Tutorial: Migrating Your Apps to DirectX* 12 – Part 5

Published: 11/13/2015, Last Updated: 11/13/2015

Download PDF [PDF 612KB]



5.0 Links to the Previous Chapters

Chapter 1: Overview of DirectX* 12
Chapter 2: DirectX 12 Tools
Chapter 3: Migrating From DirectX 11 to DirectX 12
Chapter 4: DirectX 12 Features

5.1 The Basics of DirectX 12 Multi-threading

5.1.1 Introduction

Graphics rendering is one of the main tasks of modern 3D games. In DirectX 9/10, technically all rendering APIs must be called in a thread. DirectX 11 enhanced multi-threading support, but the loads for various threads are very unbalanced. Rendering related loads are mainly completed in the game's main rendering threads and graphics drivers, which makes it challenging for rendering tasks to take full advantage of the capability of modern multi-core processors, and thus often becomes one of the main performance bottleneck of game rendering pipeline.

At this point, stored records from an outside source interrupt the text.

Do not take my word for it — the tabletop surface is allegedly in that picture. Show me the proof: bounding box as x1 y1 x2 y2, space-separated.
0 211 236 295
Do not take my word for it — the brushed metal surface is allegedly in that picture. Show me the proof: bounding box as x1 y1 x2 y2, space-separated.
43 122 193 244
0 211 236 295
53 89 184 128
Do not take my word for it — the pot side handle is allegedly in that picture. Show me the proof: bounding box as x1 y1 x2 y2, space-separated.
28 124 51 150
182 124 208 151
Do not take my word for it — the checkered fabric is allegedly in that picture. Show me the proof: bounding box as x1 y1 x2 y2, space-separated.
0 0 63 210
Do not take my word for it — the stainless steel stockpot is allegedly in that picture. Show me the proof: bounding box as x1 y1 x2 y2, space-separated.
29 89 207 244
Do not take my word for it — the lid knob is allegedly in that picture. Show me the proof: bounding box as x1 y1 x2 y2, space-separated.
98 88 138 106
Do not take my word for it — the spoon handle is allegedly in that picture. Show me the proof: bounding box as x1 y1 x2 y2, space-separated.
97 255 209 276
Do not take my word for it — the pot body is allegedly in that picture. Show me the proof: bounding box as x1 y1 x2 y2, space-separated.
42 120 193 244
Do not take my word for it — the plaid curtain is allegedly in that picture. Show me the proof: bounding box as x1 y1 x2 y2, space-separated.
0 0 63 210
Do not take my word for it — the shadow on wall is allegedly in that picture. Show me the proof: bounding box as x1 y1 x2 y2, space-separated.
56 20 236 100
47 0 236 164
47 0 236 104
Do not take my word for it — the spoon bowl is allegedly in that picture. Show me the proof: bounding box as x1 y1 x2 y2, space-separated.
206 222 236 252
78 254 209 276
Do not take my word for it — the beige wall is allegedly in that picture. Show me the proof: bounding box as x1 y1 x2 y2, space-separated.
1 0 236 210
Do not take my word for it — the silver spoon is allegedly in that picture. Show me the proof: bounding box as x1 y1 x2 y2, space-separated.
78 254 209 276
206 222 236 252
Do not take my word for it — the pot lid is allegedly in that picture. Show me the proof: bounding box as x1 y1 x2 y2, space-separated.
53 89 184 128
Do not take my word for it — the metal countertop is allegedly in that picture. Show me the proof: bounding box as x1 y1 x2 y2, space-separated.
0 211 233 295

In order to improve the efficiency of graphics rendering, multi-threading has gained unprecedented support in DirectX 12. In the redesigned DirectX 12, in order to allow the graphics rendering of applications to achieve maximum efficiency in the use of the multi-core CPU: on one hand, DirectX 12 pre-processes and reuses rendering commands as much as possible to reduce the cost of switching rendering state and enhance the processing efficiency of rendering API on CPU and GPU; On the other hand, DirectX 12 provides more efficient multi-threaded rendering mechanism that allows applications to maximize the use of multiple tasks and improve performance. The use of multi-threading can reduce the cost of graphics driver on the CPU side and significantly improve the productivity of GPU. DX12’s multi-threaded mechanism not only allows rendering tasks to run on different processor cores in parallel in a more balanced way to improve performance, but can reduce CPU power consumption, which is also very important for games on mobile platforms.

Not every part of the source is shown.